Rolling Home to Old New England

This song is difficult to date for there have been several people who claim it as their composition and yet it can be found in one version or another dating to the mid-1800s.  It can be found in such books as “American Sea Songs & Chanteys” c.1948, “Oxford Book of Sea Songs” c.1986,  “Iron Men and Wooden Ships” c. 1924, “Shantymen and Shantyboys” c.1951.   The text was originally a poem composed by Charles Mackay on 26 May 1858; while homeward bound from America as a passenger on the Europa. Stan Hugill, who calls it ‘the most famous homeward-bound song of them all’…Used both at the pumps and the capstan.  It was easily added to and bent to the desires of the singer, thus “Rolling Home To Dear Old England”, “…Merry Old England”, “… “Old Caledonia”, “… Dear Old Ireland”, &c, &c, &c.   The melody bears a marked resemblance to the tune used for the Irish rebel dirge “Kevin Barry” dated to 1920.
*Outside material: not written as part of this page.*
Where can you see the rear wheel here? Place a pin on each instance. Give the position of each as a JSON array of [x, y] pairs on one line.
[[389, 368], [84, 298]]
The version below is how it is presented by Paul and by Tim.  For a long version, I suggest this link to Mudcat

Jos. Morneault

Call all hands to man the capstan
See the cable running clear
Heave away and with a will, boys
For New England we will steer

Rolling home, rolling home
Rolling home across the sea
Rolling home to old New England
Rolling home dear land to thee

There’s ten thousand miles behind us
And ten thousand miles before
Ancient oceans lead her homeward
To that dear New England shore

To the friends we leave behind us
I must bid a fond adieu
To this time we spent together
To this time we spent with you.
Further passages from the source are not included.